Ketika foto Shagieva diunggah, sejumlah pengguna media sosial berpikir tak perlu mengunggah sebuah foto momen yang intim, sementara yang lainnya mencelanya karena tidak sopan.
Foto dia tengah menyusui menarik perhatian sampai di luar Kyrgyzstan, karena dipublikasikan oleh koran dan situs di sejumlah negara termasuk di Eropa.
Banyak pengguna media sosial memujinya karena aksinya mendobrak hal yang tabu seputar tubuh perempuan.
Pertanyaan mengenai menyusui di ruang publik menjadi debat di banyak negara, termasuk Inggris.
Di negera itu pun pernag ada eorang perempuan diminta untuk menutup payudaranya ketika menyusui bayinya di restoran terkenal di London Claridges Hotel, tiga tahun lalu.
Kasus itu memicu kemarahan publik.
Ketika BBC dalam berbagai bahasa menyiarkan wawancara dengan Aliya Shagieva, hal itu pun memicu perbincangan online.
Hasilnya menunjukkan adanya perbedaan budaya dan praktik menyusui di negara-negara Muslim.

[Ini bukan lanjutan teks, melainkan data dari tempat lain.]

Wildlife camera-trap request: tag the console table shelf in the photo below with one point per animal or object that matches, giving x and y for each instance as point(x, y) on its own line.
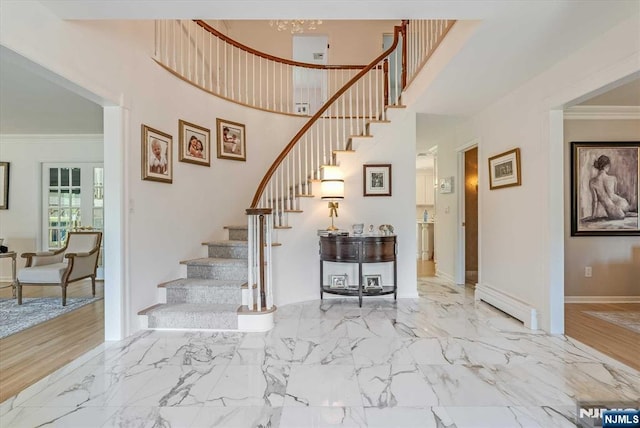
point(359, 249)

Perempuan dari Iran membagikan pengalaman mereka mengenai tekanan yang mereka rasakan ketika menyusui di ruang publik.
“Orang-orang menatap saya dari dekat, saya harus menutupi diri saya dan bayi atau membiarkannya lapar,” kata seorang ibu di Teheran.
Perempuan lainnya memuji dibangunnya ruang ibu dan anak di Stasiun Metro Teheran.
Seorang perempuan dari Kabul, Afghanistan, Zarifa Ghafari, membagikan kisah dari keluarga besarnya, yang mengatakan ibu-ibu harus pergi ke ruangan tersendiri untuk menyusui:
“Dia tidak dapat melakukannya di depan yang lain. Jika dia melakukannya dia akan menghadapi reaksi keras dari anggota keluarga yang lebih tua.”
“Ini merupakan sebuah isu yang besar, tetapi secara perlahan ada perubahan budaya.”
Perempuan Afghan lain, Nageen bercerita tentang pengalamannya belanja bersama dengan ipar perempuannya.
“Kami terpaksa harus membeli sejumlah hadiah jadi dia dapat menyusui bayinya di sebuah toko. Dia duduk di sana dan menutupi dirinya dengan sebuah selendang yang besar.”
Seorang pengguna Facebook di Turki mengatakan, dia sendiri memilih untuk menutupi payudaranya ketika menyusui bayinya.
“Saya tidak melakukannya di depan orang. Saya menggunakan penutup. Banyak orang yang masih terangsang dengan payudara,” kata dia.
Victoria Tahmasebi, seorang perempuan dan ahli studi gender di Universitas Toronto menulis kicauan di Twitter.
“Dari sudut pandang kapitalis payudara perempuan dapat menghasilkan keuntungan sepanjang mereka diseksualisasi.”
“Menyusui di depan publik membuat payudara perempuan kurang seksi, karena itu tidak dapat diterima,” tulis Tahmasebi.
Ketika foto Aliya Shagieva memicu perdebatan – dia akhirnya mencabutnya karena orangtuanya khawatir terhadap sorotan yang dapat membahayakan keluarga muda itu.
Namun toh hal itu tidak menghentikannya untuk berbicara, dan itu tidak menghentikan perdebatan.